DebugFS is the kernel's anything-goes, no-rules interface: whenever a kernel developer needs quick access to internal details of the kernel to debug a problem, or to implement an experimental control interface, they can expose them via DebugFS. This is possible because DebugFS is not subject to the normal rules for user-space-interface stability, nor to the rules about exposing sensitive kernel information. Supporting DebugFS in Rust drivers is an important step toward being able to debug real drivers on real hardware. Matthew Maurer spoke at Kangrejos 2025 about his recently merged DebugFS bindings for Rust.

Maurer began with an overview of DebugFS, including the things that make implementing a Rust API tricky. DebugFS files should outlive the private data that they allow access to, in case someone holds a file descriptor open after the underlying object has gone away. Also, DebugFS directory entries can be removed at any time, or will be automatically removed when the parent directory entry is destroyed. "That will come back to haunt us." Finally, DebugFS directories have to be manually torn down; they aren't scoped to an individual kernel module.

[Matthew Maurer]

All of this comes together to make a set of lifetime constraints that's difficult to faithfully model in Rust. At first, Maurer thought to implement a DebugFS file as a weak reference-counted pointer to a Rust trait object. That doesn't work for several reasons, including the fact that DebugFS files don't have a destruction callback. Also, DebugFS gives files one word of private data — normally used as a pointer to the object they are concerned with — but Rust pointers to trait objects are two words wide (one pointer to the object, and one to its virtual method table).
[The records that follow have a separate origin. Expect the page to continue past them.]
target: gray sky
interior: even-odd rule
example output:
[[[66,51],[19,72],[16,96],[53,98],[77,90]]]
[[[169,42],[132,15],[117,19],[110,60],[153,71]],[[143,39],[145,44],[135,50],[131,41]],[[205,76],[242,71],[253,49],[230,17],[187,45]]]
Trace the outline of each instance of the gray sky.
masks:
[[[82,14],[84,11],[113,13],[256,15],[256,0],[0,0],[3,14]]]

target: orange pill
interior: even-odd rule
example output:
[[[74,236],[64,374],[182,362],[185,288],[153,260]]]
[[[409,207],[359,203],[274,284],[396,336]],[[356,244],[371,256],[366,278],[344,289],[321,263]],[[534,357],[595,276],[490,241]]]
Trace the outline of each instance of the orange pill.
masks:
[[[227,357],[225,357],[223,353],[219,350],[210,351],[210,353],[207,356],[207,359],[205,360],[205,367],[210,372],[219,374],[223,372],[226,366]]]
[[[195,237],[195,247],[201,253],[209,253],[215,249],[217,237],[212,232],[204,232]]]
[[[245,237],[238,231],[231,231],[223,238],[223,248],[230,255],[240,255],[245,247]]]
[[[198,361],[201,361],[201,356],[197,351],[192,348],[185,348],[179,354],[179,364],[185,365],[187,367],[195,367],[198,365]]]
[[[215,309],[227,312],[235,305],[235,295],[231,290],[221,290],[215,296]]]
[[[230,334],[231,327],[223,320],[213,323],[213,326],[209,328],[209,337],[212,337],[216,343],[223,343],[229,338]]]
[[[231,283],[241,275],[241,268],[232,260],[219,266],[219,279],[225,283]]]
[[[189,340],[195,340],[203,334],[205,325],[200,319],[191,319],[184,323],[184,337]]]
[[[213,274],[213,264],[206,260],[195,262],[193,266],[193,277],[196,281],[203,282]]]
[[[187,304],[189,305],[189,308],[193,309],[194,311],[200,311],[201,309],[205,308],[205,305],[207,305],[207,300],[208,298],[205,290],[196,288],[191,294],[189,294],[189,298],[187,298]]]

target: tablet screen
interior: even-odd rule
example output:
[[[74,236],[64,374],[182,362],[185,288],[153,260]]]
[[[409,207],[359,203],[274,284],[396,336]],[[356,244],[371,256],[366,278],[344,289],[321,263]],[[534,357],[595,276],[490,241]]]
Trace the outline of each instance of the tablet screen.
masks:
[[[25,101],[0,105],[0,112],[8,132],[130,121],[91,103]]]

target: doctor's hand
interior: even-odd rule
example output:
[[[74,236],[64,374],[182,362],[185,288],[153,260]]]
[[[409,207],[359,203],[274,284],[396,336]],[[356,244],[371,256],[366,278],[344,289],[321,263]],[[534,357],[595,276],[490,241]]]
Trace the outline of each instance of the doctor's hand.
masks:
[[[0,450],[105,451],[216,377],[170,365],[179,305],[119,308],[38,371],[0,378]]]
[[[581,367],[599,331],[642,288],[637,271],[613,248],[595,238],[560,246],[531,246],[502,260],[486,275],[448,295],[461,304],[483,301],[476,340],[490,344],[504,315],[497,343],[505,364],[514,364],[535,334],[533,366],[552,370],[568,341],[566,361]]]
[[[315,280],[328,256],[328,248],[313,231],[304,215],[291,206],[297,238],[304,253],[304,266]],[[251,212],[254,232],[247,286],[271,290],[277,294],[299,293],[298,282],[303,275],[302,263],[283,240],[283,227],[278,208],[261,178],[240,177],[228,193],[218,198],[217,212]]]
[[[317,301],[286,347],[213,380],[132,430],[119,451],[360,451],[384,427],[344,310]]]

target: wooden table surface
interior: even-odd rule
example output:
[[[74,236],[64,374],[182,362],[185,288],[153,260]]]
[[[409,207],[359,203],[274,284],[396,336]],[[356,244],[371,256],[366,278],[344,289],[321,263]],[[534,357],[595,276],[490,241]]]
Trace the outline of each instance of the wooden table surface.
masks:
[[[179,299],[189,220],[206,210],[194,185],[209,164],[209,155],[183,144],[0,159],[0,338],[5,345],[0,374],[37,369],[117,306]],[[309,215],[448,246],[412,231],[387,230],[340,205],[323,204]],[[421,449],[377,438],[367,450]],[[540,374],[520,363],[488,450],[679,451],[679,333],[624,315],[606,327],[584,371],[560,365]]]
These problems aren't insurmountable — Maurer could have just added an additional pointer indirection — but that wouldn't be elegant. He wanted to find a solution that naturally fits with the lifecycle of a DebugFS directory entry, while only having one word of private data and minimal overhead. The design that Maurer ended up proposing was to have the directory entries reference-counted such that they are not destroyed until all of their child objects have been dropped, and the directory itself has been dropped. To accomplish this, two different interfaces would be exposed to Rust: a simple one for DebugFS directories with simple lifetimes, as well as a more complex, general one.
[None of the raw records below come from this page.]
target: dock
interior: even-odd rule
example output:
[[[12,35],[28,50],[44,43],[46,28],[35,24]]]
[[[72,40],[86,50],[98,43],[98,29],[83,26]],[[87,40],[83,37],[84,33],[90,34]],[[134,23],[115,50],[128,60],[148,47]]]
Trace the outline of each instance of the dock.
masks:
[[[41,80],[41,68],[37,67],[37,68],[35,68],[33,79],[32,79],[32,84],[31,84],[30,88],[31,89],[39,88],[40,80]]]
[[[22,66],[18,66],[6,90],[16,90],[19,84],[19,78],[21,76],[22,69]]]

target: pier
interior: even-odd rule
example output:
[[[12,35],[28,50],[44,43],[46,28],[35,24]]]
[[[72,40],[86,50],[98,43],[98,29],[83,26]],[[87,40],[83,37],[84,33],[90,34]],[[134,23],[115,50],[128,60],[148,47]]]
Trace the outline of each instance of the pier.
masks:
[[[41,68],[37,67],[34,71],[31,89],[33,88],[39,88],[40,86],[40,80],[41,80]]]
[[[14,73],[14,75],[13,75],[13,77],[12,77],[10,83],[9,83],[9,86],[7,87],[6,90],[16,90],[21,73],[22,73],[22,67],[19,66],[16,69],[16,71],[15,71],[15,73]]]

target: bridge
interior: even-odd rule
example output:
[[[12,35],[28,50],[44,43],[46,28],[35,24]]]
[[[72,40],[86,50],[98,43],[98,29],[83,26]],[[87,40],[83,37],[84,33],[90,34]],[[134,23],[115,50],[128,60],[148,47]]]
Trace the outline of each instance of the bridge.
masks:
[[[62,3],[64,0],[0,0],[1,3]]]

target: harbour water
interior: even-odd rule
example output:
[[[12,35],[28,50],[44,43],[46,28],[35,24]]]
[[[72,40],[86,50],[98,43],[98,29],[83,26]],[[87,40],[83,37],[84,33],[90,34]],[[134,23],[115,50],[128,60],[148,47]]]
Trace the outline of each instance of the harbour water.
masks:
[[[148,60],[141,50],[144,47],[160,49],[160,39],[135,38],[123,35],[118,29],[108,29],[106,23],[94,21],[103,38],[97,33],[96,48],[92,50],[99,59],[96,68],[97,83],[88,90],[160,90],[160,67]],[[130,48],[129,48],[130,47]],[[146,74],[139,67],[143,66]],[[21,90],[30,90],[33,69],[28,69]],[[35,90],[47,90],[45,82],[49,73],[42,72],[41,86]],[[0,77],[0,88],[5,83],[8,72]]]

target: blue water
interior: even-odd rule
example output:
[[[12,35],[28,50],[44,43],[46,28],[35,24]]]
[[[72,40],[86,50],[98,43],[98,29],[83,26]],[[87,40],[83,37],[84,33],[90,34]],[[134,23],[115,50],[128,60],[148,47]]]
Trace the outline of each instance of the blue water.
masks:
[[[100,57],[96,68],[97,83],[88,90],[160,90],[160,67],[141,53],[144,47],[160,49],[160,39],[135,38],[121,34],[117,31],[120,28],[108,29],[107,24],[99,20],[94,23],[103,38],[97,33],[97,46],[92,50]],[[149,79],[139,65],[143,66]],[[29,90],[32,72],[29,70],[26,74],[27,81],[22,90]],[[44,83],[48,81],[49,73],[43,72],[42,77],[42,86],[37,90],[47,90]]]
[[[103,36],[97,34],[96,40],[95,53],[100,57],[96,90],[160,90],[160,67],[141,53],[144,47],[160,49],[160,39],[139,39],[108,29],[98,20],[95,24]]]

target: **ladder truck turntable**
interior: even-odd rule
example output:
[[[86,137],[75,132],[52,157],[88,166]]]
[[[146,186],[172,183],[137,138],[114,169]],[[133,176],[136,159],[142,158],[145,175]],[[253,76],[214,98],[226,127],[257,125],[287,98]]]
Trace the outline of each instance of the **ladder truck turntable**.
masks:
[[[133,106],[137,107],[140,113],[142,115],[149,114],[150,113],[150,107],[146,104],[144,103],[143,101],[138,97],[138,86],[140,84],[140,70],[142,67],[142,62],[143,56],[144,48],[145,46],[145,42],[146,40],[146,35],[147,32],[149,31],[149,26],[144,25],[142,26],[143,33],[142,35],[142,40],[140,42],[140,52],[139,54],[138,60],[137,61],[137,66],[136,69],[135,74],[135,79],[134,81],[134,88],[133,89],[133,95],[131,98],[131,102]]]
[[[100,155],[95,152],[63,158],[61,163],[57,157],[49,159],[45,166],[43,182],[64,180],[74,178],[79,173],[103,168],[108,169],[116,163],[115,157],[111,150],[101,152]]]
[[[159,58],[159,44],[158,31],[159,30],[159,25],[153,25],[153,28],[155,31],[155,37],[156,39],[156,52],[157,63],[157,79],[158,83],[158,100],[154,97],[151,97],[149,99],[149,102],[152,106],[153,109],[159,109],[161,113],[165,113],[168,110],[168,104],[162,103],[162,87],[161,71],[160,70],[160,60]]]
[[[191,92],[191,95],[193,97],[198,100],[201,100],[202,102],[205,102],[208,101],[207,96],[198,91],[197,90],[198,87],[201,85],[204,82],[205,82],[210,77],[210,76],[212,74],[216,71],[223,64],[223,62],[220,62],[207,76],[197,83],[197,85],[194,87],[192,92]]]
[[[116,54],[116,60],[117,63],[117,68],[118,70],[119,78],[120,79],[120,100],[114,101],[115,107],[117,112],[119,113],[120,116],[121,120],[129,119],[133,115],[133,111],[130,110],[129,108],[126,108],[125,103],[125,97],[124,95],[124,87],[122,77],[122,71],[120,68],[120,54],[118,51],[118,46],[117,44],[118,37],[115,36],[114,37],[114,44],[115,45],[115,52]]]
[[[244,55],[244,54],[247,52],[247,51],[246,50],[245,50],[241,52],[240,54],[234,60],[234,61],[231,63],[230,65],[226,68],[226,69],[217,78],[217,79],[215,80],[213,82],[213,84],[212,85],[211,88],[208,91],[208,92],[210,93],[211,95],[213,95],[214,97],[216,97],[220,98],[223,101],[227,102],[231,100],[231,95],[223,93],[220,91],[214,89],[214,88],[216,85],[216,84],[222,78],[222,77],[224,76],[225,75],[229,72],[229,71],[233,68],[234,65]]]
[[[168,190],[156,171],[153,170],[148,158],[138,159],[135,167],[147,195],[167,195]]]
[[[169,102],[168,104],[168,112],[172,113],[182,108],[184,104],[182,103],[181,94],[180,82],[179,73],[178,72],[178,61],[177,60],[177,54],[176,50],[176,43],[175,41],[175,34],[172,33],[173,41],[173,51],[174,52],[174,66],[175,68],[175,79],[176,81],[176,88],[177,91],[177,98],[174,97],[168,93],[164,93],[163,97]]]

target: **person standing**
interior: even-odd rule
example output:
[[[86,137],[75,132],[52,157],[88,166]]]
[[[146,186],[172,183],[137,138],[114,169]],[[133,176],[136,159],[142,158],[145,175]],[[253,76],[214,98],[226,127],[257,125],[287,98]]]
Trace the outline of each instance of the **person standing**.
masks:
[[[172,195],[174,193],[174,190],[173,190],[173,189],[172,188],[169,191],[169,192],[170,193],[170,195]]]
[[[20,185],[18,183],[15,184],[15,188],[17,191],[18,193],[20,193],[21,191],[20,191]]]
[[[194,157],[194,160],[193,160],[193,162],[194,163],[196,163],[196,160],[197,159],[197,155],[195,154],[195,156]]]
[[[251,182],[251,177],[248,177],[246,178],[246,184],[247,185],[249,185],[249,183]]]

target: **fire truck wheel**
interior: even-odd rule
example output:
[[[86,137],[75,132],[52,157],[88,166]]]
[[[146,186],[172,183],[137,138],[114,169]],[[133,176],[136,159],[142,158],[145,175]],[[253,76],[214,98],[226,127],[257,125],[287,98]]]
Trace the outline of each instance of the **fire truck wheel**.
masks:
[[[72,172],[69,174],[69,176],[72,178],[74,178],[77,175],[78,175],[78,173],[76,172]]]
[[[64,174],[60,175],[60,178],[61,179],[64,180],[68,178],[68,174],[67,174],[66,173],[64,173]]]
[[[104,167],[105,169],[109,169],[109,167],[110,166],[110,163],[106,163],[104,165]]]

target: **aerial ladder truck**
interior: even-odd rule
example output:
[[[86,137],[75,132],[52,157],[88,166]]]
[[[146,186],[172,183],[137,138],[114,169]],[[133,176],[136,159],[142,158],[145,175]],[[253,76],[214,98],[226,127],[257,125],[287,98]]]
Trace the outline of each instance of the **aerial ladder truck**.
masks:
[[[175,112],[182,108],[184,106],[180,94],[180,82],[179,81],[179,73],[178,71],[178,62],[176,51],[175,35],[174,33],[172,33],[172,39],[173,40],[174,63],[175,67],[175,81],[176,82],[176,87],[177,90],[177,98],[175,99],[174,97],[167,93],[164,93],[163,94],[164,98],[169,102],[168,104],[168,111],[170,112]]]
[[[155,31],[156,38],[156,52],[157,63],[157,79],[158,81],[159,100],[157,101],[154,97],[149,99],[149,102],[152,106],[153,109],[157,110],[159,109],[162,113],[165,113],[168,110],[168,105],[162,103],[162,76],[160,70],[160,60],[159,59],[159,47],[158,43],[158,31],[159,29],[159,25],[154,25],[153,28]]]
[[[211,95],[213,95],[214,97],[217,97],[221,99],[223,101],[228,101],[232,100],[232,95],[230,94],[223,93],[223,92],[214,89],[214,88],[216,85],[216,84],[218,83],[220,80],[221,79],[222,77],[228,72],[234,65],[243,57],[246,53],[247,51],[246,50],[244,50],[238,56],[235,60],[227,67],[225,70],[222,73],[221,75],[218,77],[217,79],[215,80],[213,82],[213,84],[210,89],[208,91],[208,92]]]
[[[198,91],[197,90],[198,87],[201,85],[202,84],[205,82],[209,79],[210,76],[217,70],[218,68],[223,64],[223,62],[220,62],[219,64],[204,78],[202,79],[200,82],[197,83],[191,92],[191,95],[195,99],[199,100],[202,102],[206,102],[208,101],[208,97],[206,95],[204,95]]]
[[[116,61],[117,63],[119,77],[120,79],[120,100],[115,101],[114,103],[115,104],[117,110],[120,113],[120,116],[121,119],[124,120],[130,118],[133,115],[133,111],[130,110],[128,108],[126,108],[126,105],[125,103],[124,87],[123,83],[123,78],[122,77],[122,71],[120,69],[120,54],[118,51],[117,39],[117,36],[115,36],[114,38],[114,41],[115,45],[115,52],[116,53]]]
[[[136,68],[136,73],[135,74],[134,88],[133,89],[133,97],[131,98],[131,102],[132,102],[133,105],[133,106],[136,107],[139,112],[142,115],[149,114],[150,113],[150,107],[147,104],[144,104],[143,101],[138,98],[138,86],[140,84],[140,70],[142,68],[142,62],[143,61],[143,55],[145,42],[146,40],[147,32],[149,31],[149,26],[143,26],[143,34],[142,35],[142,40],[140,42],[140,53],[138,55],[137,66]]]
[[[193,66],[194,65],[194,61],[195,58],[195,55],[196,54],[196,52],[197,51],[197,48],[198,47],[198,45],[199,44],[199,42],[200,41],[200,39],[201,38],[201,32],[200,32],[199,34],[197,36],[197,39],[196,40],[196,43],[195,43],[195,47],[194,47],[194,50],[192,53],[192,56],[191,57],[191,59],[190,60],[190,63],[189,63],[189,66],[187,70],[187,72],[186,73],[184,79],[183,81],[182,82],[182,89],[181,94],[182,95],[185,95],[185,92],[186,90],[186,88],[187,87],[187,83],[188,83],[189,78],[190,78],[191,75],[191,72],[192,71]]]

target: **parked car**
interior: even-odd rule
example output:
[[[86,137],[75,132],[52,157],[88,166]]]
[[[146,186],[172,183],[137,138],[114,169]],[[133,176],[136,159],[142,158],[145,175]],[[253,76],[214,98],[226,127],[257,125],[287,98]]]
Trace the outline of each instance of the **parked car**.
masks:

The simpler API, which Maurer called the "File API", has the DebugFS file actually own its associated data. Exposing some existing Rust data is as simple as wrapping it in a debugfs::File<T>; by default, the read and write operations for the file will convert the value to or from a string and read or update it as appropriate. The programmer can attach their own callbacks, instead, to implement custom behaviors. The downside is that there is no way to have multiple files reference the same data (without some internal reference-counted pointer), and it's not possible to conditionally provide a file based on whether some run-time value is true or false.

The more complex API, the "Scope API", allows multiple files to refer to the same data, to refer to multiple separate structures in any combination, to create files conditionally, etc. In turn, it can't delete individual subdirectories or files — the whole DebugFS directory needs to be released at once.

Maurer went through examples of how to use each API; while a bit complex, the use of the file API could be substantially simplified if Rust gains built-in in-place initialization. Neither API was terribly surprising — but the obscure contortions (read: cool hacks) required to make them work efficiently were considerably more interesting.

Pointer smuggling

As previously mentioned, DebugFS provides only a single word of private data for file structures, which is ordinarily a pointer to the underlying data for the DebugFS file, a property that Maurer wanted to preserve. But part of the utility of DebugFS is that the developer can override the file operations with arbitrary functions; that makes it easy to trigger actions in a driver in response to reads or writes to a DebugFS file. It would be possible to do this by making the user of DebugFS fill out a struct file_operations, but Maurer wanted a less verbose API. The ergonomic way to encode this in the Rust APIs is to allow the programmer to attach a function or closure to the debugfs::File object. Somehow, those function pointers need to make their way into the file_operations structure used by DebugFS. But Maurer also didn't want the API to need to allocate space for the structure at run time — he wanted the appropriate structure to be generated statically, at compile time, making the entire Rust DebugFS interface allocation-free.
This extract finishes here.